憧憬
「ねえ黒猫君、好きな景色はあるかい?」
「景色……ですか?」
「そうだ。青空とか、街並みとか、何でもいいよ」
何の変哲もない、ただの世間話。だがレイには語れるほどの何かを持ち合わせていなかった。
言葉につられて、眼前の汚れた手を見る。色んなもので元の手の色が分からない、爪も割れている、ざらついた奴隷の手だ。全然、綺麗じゃない。
レイはため息を誤魔化すように、ブラシで壁を強く擦った。
――俯いてばかりで、何も浮かばない。色のない風景ばかりだ。
沈黙を困惑と受け取ったのか、ナーシャは頭をガシガシとかき回し、「あー、」と続ける。
「答えられないなら、今はそれでいいよ。私は君が脱獄した後、何がしたいかを聞きたかっただけだからさ」
「何がしたいか……」
「そうだ。君は脱獄を最終目標だと思っているだろう? そして成功した後は漠然とどうにかなるだろうと考えている」
「……」
レイは一瞬手を止め、キッと口を一つに結ぶ。
確かに彼女の言ったことは間違っていなくて、あまりにも情けなくて、いたたまれなくて、言い訳なんてないのに「違う」と言ってしまいたくなる。
「別に、その考えも悪くはない」
腕を組み、妥協を滲ませてナーシャは語る。
「脱獄した後、食べていけるのか、金は稼げるのか、追手が来ないか、住処はあるのか……心配事を数えていくと、その数だけ不安要素が見えてしまって、行動へ移すのに随分と億劫になってしまうからね……でも」
ナーシャは言葉を切って、それから心底懐かしそうに、眩しそうに目を細め、伸ばした手を眺める。

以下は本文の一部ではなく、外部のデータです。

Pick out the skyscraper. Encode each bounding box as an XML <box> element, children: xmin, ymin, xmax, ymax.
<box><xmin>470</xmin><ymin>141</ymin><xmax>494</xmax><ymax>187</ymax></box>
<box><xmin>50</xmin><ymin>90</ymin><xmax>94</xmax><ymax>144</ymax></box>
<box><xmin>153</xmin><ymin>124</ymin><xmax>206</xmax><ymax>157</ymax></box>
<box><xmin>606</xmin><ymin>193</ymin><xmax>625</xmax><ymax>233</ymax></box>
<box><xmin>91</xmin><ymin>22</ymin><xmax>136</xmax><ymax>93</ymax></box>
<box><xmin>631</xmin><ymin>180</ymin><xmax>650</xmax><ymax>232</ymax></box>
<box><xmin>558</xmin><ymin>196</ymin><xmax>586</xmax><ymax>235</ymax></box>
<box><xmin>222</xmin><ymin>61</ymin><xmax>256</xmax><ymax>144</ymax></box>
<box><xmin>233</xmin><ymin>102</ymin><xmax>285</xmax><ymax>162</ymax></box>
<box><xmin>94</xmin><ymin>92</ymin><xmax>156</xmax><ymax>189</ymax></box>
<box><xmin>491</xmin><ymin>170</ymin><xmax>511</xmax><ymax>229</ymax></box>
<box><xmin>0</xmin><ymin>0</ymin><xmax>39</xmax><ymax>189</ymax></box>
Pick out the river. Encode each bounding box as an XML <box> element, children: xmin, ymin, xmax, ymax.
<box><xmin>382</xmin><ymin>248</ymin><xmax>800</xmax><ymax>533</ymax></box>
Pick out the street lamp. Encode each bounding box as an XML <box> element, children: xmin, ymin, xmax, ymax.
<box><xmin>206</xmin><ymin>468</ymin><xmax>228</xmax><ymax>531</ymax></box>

「それじゃあ面白くないだろう? この世界には、果ての見えない海があり、表情を変え続ける空があり、人情深い人たちがいて、美味しい食べ物がある。こんな素晴らしいものを追手や金のしがらみに囚われ、見過ごしてしまう……それは、とてももったいないことなんだよ」
切なく響く声は、色褪せた風景を呼び覚ます。
――とある絵描きと、異国の花。そして未だ果たされぬ約束を。
レイは服の上からロザリオを撫でると、静かに決意する。
「……つまり、脱獄以外の目標を見つければいいんですね?」
「ああ。黒猫君には人生を楽しんでほしいからね。上を向く何かを決めるのは、大事なことだ」
「なら僕は……人を、探したいです。旅をしている、たった一人の友人を」
目を閉じて、姿を思い浮かべる。
記憶の中のあの人はいつも歯を見せて笑う。絵具を散らした手でレイの頭を撫で回しては、髪を短く切りたい、と一つにまとめた自身の長い茶髪を指に巻き付けてぼやく。絵を学ぶためなら金に糸目はつけない、豪快で、変なところが抜けている、騙されやすい人。
「絵描きなんです、女性の。あの人にお礼を言いたくて。昔本当にお世話になったので」
「……そうか。うん、いいね」
――またナーシャは、遥か遠くを見ているのだろう。
レイは口数の少なくなったナーシャの状態を伺う。彼女とは半日も過ごしてはいないが、一つだけわかったことがある。それは彼女が昔を懐かしむとき、声色は酷く優しくなり、独り言のように声量を小さくするのだ。この声を聞くと、知らない感情が沸き上がり、どうにもナーシャを気にかけてしまい、色々なことを口走ってしまう。感情が先行していく、抑えきれない。
「あんたこそ、見たいものはないんですか」
「私かい?」
「ええ。僕だけ喋るのは不公平でしょう」
「そうだね、私が望むのは……」
一拍置き、ナーシャは小さく笑って答える。
「君が、自由を手にして笑うところだよ」
「っ誤魔化さないでください。そんなこと見ても楽しくも何ともないでしょうに」
「本音を言ったまでだよ。黒猫君はこんな薄暗いところなんかより、青空の下がよく似合う」
蠟燭の火が、ほのかに揺らめいた。
「はあ、もういいですよそれで」
「はは、酷いなあ君は。私はただ、黒猫君の心からの笑顔が見たいだけなのに」
(……狡い人だ)
僅かに緩む頬を引き締めながら、レイはふっと息を吐く。そして取り出したロザリオに額を預けた。
――例えナーシャの話すことが全て噓であっても、裏切られるその瞬間までは、その優しさにすがっていてもいいだろうか。
「一週間後が楽しみだね?」
投げかけられるからかうような声に、レイは何も返さなかった。